RISCLESS: A Reinforcement Learning Strategy to Exploit Unused Cloud
Resources
- URL: http://arxiv.org/abs/2205.08350v1
- Date: Thu, 28 Apr 2022 06:49:24 GMT
- Title: RISCLESS: A Reinforcement Learning Strategy to Exploit Unused Cloud
Resources
- Authors: Sidahmed Yalles (UR1, IRISA-D4), Mohamed Handaoui (Hypermedia, UR1,
IRISA-D4), Jean-Emile Dartois (IRT b-com, DiverSe, UR1, IRISA-D4), Olivier
Barais (UR1, IRISA-D4), Laurent d'Orazio, Jalil Boukhobza (ENSTA Bretagne,
Lab-STICC\_SHAKER)
- Abstract summary: One of the main objectives of Cloud Providers (CPs) is to guarantee the Service-Level Agreement (SLA) of customers.
This paper proposes RISCLESS, a Reinforcement Learning strategy to exploit unused Cloud resources.

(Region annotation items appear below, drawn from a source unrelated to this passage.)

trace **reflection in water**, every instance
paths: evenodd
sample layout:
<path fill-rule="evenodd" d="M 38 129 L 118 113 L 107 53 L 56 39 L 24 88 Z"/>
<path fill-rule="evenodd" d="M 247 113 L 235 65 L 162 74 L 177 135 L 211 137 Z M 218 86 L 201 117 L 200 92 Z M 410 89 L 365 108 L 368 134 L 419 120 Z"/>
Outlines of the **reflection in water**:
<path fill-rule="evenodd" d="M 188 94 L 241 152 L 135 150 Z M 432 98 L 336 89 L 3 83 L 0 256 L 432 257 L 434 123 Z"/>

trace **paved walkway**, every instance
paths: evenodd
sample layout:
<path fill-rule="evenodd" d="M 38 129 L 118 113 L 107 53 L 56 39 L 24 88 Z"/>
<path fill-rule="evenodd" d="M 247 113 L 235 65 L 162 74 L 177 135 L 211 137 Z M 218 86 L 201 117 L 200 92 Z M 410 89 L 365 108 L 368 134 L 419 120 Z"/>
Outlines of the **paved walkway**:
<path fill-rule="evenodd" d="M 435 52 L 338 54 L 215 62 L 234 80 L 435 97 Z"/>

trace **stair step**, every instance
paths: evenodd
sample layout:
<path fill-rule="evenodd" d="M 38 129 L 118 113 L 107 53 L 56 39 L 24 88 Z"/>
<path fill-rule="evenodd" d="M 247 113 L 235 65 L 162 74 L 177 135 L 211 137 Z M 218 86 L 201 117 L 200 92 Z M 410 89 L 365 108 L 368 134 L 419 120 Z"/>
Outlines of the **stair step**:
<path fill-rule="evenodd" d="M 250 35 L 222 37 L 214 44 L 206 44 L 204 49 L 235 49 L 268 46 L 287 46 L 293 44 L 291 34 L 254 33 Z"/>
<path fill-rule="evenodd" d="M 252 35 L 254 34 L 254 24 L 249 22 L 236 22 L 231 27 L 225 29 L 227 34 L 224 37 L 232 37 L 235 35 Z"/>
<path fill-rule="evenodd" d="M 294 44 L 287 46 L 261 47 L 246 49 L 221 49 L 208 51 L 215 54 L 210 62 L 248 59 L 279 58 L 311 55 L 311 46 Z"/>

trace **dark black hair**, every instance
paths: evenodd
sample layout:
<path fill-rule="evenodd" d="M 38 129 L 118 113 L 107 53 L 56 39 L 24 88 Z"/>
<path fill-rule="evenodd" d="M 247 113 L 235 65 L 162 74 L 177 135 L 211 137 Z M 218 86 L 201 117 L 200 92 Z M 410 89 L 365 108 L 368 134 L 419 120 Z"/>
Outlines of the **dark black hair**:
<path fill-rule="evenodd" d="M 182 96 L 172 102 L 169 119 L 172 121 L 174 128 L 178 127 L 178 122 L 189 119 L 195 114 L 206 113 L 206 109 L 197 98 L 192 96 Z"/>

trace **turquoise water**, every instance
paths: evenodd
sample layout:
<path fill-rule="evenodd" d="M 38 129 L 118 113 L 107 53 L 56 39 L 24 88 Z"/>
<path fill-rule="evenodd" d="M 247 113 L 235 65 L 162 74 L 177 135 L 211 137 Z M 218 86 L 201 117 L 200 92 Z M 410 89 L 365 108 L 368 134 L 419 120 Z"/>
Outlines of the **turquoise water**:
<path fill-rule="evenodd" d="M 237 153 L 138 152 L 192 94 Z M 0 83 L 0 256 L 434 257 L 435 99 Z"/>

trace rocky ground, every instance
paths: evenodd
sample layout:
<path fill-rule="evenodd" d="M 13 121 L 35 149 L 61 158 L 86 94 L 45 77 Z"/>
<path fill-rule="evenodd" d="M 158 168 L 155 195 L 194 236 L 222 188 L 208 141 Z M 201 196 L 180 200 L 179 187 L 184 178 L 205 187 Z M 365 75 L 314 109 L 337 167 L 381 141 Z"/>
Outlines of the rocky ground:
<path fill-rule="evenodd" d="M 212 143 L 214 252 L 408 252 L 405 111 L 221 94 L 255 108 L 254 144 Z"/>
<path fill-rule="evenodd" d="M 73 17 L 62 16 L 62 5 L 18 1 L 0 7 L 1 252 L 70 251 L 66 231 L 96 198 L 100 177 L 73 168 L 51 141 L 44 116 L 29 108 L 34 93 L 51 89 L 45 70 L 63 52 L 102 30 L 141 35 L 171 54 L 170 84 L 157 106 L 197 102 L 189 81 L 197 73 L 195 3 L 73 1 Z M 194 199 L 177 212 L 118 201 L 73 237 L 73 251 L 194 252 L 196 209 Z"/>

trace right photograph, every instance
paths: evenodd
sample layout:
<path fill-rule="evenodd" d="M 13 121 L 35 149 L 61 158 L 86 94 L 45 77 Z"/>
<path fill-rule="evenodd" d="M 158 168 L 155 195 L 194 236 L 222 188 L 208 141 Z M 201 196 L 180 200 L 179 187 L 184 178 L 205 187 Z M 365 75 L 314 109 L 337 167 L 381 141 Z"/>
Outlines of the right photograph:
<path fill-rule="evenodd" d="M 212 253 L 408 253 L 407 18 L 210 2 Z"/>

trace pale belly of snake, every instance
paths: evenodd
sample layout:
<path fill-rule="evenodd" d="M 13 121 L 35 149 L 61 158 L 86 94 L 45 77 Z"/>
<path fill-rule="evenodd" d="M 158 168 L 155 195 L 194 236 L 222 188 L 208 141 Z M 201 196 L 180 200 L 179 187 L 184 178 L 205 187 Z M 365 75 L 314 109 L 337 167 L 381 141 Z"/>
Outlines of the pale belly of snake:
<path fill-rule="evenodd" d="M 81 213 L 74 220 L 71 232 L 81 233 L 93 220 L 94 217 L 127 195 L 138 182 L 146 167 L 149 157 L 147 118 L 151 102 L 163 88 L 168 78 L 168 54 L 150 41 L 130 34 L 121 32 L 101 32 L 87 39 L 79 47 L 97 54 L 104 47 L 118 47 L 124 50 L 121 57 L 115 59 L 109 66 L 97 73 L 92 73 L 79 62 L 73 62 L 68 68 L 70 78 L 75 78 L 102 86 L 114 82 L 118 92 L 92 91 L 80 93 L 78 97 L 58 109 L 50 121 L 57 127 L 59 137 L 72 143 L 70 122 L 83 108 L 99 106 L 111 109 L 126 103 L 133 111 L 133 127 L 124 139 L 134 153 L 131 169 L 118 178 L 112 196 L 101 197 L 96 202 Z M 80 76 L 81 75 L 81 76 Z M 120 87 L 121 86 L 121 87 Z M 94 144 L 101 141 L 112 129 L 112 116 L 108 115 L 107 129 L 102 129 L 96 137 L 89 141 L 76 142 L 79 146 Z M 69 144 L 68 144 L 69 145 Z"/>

- Score: 0.44634886884474834
- License: http://arxiv.org/licenses/nonexclusive-distrib/1.0/
- Abstract: One of the main objectives of Cloud Providers (CP) is to guarantee the
Service-Level Agreement (SLA) of customers while reducing operating costs. To
achieve this goal, CPs have built large-scale datacenters. This leads, however,
to underutilized resources and an increase in costs. A way to improve the
utilization of resources is to reclaim the unused parts and resell them at a
lower price. Providing SLA guarantees to customers on reclaimed resources is a
challenge due to their high volatility. Some state-of-the-art solutions
consider keeping a proportion of resources free to absorb sudden variation in
workloads. Others consider stable resources on top of the volatile ones to fill
in for the lost resources. However, these strategies either reduce the amount
of reclaimable resources or operate on less volatile ones such as Amazon Spot
instance. In this paper, we proposed RISCLESS, a Reinforcement Learning
strategy to exploit unused Cloud resources. Our approach consists of using a
small proportion of stable on-demand resources alongside the ephemeral ones in
order to guarantee customers SLA and reduce the overall costs. The approach
decides when and how much stable resources to allocate in order to fulfill
customers' demands. RISCLESS improved the CPs' profits by an average of 15.9%
compared to state-of-the-art strategies. It also reduced the SLA violation time
by an average of 36.7% while increasing the amount of used ephemeral resources
by 19.5% on average
Related papers
- Multi-Level ML Based Burst-Aware Autoscaling for SLO Assurance and Cost
Efficiency [3.5624365288866007]
This paper introduces BAScaler, a Burst-Aware Autoscaling framework for containerized cloud services or applications under complex workloads.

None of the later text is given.